Francesca, there’s a lot that’s required of your character in this movie, both physically and emotionally. Do you have to build trust with both your director and your co-stars before you can really put yourself into a role as raw as this one?
Francesca Eastwood: It's obviously a big risk. I made a decision when I met these two women to trust them, and I knew that they trusted me. That’s all any of us could do. After that, the commitment was made and we put it all out there.
Shooting out of order was interesting, though. This project was a really challenging thing for me because it's such an important topic. I loved the script so much and I wanted to do it justice, very much like the character, so I felt a lot of pressure to do the best work I possibly could.

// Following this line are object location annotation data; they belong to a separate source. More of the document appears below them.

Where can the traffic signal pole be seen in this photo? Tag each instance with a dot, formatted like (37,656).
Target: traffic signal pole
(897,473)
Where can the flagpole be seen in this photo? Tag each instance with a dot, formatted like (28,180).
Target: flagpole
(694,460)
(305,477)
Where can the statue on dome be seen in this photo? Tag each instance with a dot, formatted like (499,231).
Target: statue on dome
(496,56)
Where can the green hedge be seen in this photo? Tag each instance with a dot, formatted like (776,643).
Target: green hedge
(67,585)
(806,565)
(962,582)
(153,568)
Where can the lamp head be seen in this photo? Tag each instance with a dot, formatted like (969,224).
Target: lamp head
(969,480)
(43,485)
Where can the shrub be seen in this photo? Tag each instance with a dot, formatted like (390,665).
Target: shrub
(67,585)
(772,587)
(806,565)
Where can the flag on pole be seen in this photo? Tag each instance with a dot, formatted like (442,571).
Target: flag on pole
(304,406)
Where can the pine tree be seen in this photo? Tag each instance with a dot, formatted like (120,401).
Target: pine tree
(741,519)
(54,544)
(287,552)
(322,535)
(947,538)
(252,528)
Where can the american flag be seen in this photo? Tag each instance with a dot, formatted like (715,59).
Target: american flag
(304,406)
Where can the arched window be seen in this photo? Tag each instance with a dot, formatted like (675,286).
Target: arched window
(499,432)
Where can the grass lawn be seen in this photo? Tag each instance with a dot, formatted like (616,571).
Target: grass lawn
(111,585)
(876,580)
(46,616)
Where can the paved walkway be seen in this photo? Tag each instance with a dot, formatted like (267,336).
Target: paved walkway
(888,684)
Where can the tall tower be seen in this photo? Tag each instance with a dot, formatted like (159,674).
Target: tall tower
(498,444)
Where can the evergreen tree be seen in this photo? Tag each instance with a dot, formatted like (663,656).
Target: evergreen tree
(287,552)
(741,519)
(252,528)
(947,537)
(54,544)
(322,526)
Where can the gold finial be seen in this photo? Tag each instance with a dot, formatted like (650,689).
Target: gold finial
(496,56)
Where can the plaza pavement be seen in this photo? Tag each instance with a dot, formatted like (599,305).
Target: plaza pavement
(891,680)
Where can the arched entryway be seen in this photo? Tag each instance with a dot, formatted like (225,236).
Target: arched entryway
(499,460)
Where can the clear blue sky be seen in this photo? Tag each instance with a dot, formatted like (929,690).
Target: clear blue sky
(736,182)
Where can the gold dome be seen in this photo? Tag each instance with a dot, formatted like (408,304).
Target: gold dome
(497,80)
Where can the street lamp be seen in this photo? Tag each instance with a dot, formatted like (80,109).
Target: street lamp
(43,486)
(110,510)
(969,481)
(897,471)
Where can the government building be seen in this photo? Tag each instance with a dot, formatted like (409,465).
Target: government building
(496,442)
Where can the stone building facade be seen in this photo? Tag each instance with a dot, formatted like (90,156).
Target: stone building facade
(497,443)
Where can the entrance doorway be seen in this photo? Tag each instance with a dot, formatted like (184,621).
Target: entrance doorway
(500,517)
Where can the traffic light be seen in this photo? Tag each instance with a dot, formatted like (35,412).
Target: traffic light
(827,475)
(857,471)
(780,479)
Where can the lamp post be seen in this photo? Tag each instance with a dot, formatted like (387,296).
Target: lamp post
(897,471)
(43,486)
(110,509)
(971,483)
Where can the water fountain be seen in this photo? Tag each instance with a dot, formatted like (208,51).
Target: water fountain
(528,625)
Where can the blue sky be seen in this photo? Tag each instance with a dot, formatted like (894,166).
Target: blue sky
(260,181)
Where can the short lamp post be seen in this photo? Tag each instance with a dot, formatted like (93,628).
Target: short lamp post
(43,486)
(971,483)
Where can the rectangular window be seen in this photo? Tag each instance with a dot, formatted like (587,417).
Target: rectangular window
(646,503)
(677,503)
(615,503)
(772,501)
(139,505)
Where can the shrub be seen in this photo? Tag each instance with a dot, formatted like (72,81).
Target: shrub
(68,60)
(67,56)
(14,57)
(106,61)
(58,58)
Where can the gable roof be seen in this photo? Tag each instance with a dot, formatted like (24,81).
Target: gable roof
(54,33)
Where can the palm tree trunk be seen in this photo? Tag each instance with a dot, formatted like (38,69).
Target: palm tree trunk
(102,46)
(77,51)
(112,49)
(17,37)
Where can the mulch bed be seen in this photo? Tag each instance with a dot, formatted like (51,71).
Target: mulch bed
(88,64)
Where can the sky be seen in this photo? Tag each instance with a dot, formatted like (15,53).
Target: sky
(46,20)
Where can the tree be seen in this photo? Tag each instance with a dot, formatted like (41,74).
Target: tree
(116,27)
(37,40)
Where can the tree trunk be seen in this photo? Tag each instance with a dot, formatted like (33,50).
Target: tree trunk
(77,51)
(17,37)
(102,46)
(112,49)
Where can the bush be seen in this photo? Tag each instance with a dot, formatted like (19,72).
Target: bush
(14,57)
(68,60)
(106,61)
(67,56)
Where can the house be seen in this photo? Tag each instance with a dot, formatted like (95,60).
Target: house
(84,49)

Leah McKendrick: I actually wrote the role of Noelle for myself, but over the course of getting it financed, and producing it, and finding my director, finding my team, it became apparent to me that having someone else come in and play Noelle was probably the best for the film. If it’s me as the lead, nobody sees my film, and I feel like it was all for nothing. But putting someone like Frannie in the lead, who is about to be a big star, who's so talented, I was not prepared to give up this role unless it was to somebody that I absolutely, one thousand percent believe is meant to play Noelle. And I felt that with Frannie.